Key Past Work

Credential Transparency Initiative

Workcred was one of the founders of the Credential Transparency Initiative (CTI), along with partners George Washington Institute of Public Policy and Southern Illinois University Carbondale’s Center for Workforce Development. Funded by Lumina Foundation, the CTI sought to ease confusion among employers, students, job seekers, and workers about certifications, degrees, certificates, licenses, badges, and other micro-credentials—all of which are often difficult to understand, translate, and differentiate. The initiative grew and became Credential Engine, a separate nonprofit organization that is creating and scaling a first-of-its-kind Credential Registry that will enable users to search for and compare credentials, just as travel apps are used to compare flights, rental cars, and hotels.





Economic Opportunity Project

Workcred worked with the Center for Employment Opportunities (CEO) on a three-year grant from the U.S. Department of Labor Employment and Training Administration to support CEO’s Economic Opportunity Project, which helps CEO’s clients – young adults (aged 18-24) recently released from incarceration – to gain skills and work experience needed for a successful transition to a stable, productive life.

As part of the grant, Workcred helped CEO staff to:


  • Create a comprehensive understanding of each young adult participant's concerns, needs, strengths, capabilities, and interests;
  • Analyze transitional jobs that young adult participants obtain to enable participants to communicate their skills and capabilities to prospective employers;
  • Evaluate credentials for potential inclusion in career pathways programs to ensure that the credentials meet criteria for quality, validity, and market value; and
  • Provide guidance on how to more effectively build and expand partnerships with employers.

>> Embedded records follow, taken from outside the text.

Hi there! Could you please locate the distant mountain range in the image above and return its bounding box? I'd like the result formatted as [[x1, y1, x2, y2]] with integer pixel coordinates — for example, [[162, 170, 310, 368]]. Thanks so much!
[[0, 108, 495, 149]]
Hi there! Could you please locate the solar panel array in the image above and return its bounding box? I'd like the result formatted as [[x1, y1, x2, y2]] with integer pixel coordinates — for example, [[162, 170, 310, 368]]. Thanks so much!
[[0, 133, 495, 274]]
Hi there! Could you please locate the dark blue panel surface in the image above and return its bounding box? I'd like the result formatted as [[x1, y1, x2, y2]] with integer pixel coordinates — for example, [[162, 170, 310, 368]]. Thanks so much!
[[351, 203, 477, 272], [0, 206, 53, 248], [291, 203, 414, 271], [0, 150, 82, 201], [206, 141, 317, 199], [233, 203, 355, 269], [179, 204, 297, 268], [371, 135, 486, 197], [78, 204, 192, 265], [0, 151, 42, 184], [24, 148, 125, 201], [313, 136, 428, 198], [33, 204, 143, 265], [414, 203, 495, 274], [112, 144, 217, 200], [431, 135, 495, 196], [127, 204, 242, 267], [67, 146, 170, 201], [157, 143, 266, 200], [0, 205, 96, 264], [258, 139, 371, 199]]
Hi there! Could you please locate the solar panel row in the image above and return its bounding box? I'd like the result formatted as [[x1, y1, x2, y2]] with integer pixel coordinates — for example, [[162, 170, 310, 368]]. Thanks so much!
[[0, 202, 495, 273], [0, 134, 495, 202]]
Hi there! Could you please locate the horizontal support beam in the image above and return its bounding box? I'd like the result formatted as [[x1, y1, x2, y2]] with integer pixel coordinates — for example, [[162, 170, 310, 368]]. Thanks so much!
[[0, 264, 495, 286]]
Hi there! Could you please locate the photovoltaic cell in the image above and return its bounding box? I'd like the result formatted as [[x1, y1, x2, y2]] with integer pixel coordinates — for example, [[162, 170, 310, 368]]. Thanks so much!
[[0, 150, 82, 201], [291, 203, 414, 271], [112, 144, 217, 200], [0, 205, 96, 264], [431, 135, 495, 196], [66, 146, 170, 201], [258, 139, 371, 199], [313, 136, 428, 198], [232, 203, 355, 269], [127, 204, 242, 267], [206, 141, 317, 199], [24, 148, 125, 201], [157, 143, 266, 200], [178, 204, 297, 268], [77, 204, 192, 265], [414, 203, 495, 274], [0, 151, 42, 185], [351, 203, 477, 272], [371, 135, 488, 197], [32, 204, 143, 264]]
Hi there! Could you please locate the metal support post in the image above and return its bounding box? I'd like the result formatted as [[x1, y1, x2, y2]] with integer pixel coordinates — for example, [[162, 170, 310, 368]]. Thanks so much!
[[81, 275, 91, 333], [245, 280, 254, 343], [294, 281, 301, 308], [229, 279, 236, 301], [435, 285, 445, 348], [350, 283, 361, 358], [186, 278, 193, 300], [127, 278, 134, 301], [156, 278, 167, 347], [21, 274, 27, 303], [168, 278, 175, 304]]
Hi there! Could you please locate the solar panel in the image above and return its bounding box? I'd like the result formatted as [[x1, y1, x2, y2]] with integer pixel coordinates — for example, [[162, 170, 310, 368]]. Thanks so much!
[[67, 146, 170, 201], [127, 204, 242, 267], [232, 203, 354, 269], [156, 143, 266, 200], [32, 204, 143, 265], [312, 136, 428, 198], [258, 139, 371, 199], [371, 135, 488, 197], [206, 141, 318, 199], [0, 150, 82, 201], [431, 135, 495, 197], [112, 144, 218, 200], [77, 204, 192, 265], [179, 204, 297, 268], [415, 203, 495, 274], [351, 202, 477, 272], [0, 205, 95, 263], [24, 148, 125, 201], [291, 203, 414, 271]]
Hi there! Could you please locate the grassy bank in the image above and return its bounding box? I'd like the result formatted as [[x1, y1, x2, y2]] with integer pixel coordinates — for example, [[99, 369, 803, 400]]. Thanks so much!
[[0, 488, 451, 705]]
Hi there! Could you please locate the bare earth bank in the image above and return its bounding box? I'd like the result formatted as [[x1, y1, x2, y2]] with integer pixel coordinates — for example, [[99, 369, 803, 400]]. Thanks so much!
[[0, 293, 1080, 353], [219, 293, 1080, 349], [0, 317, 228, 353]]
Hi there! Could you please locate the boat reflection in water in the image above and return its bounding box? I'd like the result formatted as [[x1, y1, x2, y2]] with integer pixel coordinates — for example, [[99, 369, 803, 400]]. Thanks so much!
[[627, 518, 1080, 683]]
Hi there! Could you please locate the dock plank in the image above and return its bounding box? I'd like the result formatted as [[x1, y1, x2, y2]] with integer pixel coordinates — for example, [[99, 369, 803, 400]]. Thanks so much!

Reducing Hospital-Acquired Infections

In an initiative aimed at reducing hospital-acquired infections, Workcred worked with the ASSE International chapter of IAPMO to promote within the healthcare community a certification for technical tradespeople who work in healthcare facilities and must understand infection control. Specifically, Workcred consulted on the scope of the certification and related competencies; gathered support from major healthcare organizations; assisted in the development of an advisory group and developed recommendations regarding viability and moving forward with the program.


Other key projects included:

  • Exploration of the credentialing needs of older (age 50+) workers, specifically, which credentials are most useful for older workers interested in rejoining the labor force, with an emphasis on non-degree credentials; how older workers identify credentials that may be suitable for their professional goals; what barriers exist to the attainment of these credentials; and how credentialing organizations can meet the needs of older individuals looking to re-enter the labor market.
  • Conducted research to determine the benefits and barriers of developing a credential for a workforce coaching training program.
  • Assisted a state in the development of an industry certification/licensure recognition program.
  • Worked with national standard setting and regulatory organizations to determine whether professionals who obtain specific credentials should be considered qualified.